Food processing industry is being promoted mainly to conserve the food and create more value addition to the agricultural and livestock resources contributing to the GDP of the countries concerned. But it is also being touted as the best employer for the investment incurred in countries like India. Setting up rural food industries is supposed to solve the large scale rural unemployment supposed to be rampant in the country side. What is forgotten is that agriculture is the major avocation of rural folks and if this sector is promoted and protected by raising the productivity and improving the infrastructure, any new industry set up in these regions will find it difficult to attract people for employment. Of course primary processing may still be attractive so that large scale centralized processing units can use such semi-processed products as input materials for the manufacture of value added products. In India food processing was always promoted for its "supposed" potential for generating employment and this "tune" has not changed in spite of the technological "wind" that is blowing across the world making human intervention in food processing more or less redundant.
"Investment in the food processing sector in India can generate a higher rate of employment than in any other sector, Food Processing Industries Minister Subodh Kant Sahai said Friday. 'The government of India has recognised the food processing sector as one of the thrust areas, as its growth will not only increase the level of processing and reduce wastage, but also generate employment opportunities and provide long-term economic sustainability to the farmers,' Sahai said, addressing an entrepreneurs' meet organised by the ministry here. The food processing industry employs an estimated 1.6 million workers - a fifth of the country's industrial labour force and accounts for 14 percent of the total industrial output. He called for increased investment in the sector. He said with a population base of 1.08 billion and yearly population growth of around 1.6 percent, India offered a huge and growing market for food products. 'The 350 million urban middle class, with its growing purchasing power and evolving food habits, presents a thriving market,' Sahai said. Stating that processing levels of agricultural and allied commodities in India is 6-8 percent compared to processing levels of 70-80 percent in developed countries, he made a strong pitch for technology upgradation in the sector. There is a huge technological gap for post harvest management and processing of agricultural produce, which is resulting in huge amount of wastage of agricultural produce,' he said. 'To develop and popularise new technologies for food processing and percolate them to the ground level end users is the need of the time for enhancing the level of processing and reduction of wastage of agricultural produce."

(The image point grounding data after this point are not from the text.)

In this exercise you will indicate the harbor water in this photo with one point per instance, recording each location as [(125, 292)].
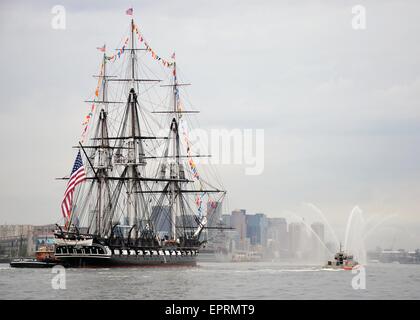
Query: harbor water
[(214, 281)]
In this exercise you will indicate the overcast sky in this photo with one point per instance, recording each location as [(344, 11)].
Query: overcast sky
[(340, 107)]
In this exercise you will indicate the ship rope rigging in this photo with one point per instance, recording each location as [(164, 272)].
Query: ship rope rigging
[(143, 184)]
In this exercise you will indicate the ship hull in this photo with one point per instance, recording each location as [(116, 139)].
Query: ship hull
[(103, 256)]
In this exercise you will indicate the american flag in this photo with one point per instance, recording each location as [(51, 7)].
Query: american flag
[(129, 11), (77, 176), (102, 49)]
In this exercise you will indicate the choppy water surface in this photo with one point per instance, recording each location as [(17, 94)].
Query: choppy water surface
[(213, 281)]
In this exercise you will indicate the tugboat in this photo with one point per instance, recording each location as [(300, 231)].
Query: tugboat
[(44, 259), (342, 261)]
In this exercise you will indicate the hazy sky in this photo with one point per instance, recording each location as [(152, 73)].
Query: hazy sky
[(340, 107)]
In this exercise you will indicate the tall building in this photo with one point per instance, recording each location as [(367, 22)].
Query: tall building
[(214, 213), (278, 234), (318, 241), (238, 223), (256, 229), (296, 230), (318, 229)]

With food quality and safety becoming more and more compromised because of human "handling" in processing facilities manned by large number of personnel with varying health background, mechanization of food processing is increasingly being sought by the industry. A distinction can be made between wet processing and dry processing with the former seeking to reduce personnel to as minimum as possible because of greater chances of contamination of end products through human handling. Internationally large scale processing facilities are managed by very few personnel as many unit operations have been "automated" with well designed and hygienically fail proof machines taking over many of the human functions. Probably employing less people by the food industry may be more desirable and the old approach of seeing food industry as an employment provider needs a re-look by the government.